South Africa’s first democratic general elections had come and gone. The Movement had won an overwhelming majority in Parliament and in most of the provinces. In the Free State province, some of the outstanding victories were in the districts where Popi and Viliki had campaigned.

When the local elections were held the following year, the Excelsior branch of the Movement had put both Popi and Viliki’s names on the candidates’ list. There had been murmurs of nepotism from some members. But the view that Popi had earned a place on the candidates’ list in her own right prevailed. She had established a big following among the farm workers, who had voted for the Movement. She had worked very hard, and deserved the honour of representing a ward in Mahlatswetsa Location. Just like the Sisulu family in the National Parliament in Cape Town, one sage observed. The matriarch, Albertina, was a Member of Parliament.

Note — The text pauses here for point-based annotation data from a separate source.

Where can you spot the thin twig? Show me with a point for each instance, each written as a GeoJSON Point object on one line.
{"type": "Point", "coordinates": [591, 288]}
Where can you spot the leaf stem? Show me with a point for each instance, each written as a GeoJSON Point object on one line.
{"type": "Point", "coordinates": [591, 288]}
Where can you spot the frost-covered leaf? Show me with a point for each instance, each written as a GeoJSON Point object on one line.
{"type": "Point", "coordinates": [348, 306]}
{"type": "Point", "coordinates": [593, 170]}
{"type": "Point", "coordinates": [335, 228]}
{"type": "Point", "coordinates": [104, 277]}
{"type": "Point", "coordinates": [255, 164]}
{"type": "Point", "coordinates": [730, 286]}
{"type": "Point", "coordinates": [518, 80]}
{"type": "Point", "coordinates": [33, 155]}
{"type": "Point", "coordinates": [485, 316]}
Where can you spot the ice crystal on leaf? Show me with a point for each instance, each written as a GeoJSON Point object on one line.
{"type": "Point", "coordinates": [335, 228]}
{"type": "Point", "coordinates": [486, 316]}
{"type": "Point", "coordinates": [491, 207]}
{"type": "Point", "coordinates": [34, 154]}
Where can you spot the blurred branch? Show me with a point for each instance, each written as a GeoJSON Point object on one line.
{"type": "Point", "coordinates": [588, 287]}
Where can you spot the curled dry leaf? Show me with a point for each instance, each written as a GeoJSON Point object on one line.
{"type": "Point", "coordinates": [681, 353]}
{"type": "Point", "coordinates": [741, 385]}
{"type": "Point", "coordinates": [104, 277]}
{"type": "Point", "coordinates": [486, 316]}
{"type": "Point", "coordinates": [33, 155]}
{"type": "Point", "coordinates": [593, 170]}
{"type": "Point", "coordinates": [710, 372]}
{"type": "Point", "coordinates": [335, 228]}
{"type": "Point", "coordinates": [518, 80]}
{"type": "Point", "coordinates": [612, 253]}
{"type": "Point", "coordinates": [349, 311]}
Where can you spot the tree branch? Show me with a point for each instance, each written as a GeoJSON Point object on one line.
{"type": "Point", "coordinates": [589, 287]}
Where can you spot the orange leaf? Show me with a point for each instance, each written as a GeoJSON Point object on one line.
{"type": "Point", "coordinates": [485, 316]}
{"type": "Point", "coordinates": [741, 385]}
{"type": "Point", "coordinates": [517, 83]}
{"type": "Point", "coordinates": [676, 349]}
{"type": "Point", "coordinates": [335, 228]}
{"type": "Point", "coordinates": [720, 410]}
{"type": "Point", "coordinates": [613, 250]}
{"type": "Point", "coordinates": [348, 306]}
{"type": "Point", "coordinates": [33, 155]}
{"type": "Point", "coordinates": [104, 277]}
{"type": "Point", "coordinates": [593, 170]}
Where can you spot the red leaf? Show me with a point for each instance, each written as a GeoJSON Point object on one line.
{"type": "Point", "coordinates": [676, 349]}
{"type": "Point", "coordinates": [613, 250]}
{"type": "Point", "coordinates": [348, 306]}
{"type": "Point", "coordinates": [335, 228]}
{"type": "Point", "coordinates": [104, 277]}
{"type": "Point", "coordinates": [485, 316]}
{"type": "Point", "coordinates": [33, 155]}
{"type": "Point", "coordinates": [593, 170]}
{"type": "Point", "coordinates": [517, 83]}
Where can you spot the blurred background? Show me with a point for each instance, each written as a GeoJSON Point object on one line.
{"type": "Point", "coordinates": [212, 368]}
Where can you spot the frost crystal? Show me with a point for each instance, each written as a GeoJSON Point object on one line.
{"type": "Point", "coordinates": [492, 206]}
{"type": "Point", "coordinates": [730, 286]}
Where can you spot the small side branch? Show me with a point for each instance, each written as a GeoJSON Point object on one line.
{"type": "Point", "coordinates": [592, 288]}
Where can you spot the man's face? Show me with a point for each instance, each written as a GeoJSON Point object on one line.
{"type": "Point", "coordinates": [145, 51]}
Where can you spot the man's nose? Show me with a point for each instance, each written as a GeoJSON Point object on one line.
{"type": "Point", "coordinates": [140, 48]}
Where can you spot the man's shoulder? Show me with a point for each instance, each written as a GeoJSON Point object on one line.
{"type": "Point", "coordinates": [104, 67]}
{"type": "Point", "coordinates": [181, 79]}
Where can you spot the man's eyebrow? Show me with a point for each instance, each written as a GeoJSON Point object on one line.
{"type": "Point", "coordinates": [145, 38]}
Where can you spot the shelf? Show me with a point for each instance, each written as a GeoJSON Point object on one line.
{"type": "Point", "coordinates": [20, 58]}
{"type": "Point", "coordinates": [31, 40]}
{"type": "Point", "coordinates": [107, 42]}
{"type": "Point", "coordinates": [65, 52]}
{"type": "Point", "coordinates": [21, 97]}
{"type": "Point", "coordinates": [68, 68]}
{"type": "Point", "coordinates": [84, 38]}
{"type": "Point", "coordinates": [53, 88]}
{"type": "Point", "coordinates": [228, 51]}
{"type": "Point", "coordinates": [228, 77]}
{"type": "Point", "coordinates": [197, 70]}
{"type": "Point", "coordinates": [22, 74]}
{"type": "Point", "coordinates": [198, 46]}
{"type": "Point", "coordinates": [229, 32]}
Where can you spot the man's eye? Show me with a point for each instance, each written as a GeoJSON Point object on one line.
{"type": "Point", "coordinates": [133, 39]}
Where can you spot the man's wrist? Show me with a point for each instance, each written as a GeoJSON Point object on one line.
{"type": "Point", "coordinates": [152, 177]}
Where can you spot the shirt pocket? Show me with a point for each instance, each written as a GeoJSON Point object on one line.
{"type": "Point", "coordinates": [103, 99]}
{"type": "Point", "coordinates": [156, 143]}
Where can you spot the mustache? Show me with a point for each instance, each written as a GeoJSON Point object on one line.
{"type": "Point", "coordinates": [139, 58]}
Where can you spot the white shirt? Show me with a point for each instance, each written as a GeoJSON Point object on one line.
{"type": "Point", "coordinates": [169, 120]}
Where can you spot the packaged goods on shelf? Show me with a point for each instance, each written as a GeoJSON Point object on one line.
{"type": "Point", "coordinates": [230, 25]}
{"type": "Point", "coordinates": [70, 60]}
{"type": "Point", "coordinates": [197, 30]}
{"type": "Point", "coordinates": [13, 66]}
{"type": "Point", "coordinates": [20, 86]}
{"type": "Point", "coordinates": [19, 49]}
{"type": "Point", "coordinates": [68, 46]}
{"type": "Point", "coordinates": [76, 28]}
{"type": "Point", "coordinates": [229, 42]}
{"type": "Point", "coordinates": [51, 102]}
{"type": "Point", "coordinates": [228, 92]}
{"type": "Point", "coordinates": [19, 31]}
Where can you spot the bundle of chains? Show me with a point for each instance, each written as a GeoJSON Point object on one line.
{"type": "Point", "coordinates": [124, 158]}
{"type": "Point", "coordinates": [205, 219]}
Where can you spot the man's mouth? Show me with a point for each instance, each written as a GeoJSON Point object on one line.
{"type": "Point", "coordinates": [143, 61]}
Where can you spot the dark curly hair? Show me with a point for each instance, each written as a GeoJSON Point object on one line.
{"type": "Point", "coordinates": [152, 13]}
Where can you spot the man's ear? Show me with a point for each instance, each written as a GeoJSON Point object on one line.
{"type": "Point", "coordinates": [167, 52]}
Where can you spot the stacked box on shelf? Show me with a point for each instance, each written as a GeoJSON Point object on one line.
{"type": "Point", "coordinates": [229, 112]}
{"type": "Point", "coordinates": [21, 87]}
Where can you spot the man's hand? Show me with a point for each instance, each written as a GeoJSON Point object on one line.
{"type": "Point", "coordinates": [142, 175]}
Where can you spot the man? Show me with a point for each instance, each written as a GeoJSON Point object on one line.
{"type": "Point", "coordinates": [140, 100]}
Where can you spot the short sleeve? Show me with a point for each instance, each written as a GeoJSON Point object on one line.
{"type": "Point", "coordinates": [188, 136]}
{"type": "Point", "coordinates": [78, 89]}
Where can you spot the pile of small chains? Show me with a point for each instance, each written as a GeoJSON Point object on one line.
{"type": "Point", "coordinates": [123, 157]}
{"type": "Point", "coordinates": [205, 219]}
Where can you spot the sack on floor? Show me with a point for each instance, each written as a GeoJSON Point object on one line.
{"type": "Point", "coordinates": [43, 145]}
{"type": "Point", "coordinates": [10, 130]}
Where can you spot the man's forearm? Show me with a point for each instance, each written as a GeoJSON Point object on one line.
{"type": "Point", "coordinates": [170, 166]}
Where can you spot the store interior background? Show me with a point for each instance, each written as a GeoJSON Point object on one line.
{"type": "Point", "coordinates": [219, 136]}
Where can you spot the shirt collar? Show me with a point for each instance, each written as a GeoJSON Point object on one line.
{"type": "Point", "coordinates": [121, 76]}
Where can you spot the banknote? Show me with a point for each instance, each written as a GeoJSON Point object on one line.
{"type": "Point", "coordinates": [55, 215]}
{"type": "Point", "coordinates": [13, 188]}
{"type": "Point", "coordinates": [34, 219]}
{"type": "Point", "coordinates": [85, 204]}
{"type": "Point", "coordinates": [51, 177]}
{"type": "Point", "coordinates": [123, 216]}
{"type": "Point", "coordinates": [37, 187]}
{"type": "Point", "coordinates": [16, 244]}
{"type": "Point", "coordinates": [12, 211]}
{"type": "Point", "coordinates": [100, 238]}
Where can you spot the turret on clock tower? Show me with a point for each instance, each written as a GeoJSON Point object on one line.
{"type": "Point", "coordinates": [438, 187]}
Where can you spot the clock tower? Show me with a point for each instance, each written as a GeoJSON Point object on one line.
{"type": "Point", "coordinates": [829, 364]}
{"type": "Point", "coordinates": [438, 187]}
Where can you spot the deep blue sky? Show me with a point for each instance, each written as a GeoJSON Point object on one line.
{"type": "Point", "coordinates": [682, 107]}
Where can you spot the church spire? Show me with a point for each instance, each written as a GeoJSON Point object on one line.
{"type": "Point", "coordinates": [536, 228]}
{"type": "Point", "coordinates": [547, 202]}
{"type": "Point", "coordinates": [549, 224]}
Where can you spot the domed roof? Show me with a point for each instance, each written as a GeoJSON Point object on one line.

So was her daughter, Lindiwe, and also her son, Max. Her husband, Walter, would have been one too if he had chosen to stand. He had paid enough dues even to be President of the country. All of these family members were in Parliament in their own right as leaders who had worked for the Movement over the years, both in exile and inside the country. If there was no nepotism in the case of the Sisulus, then there was no nepotism in the case of Viliki and Popi.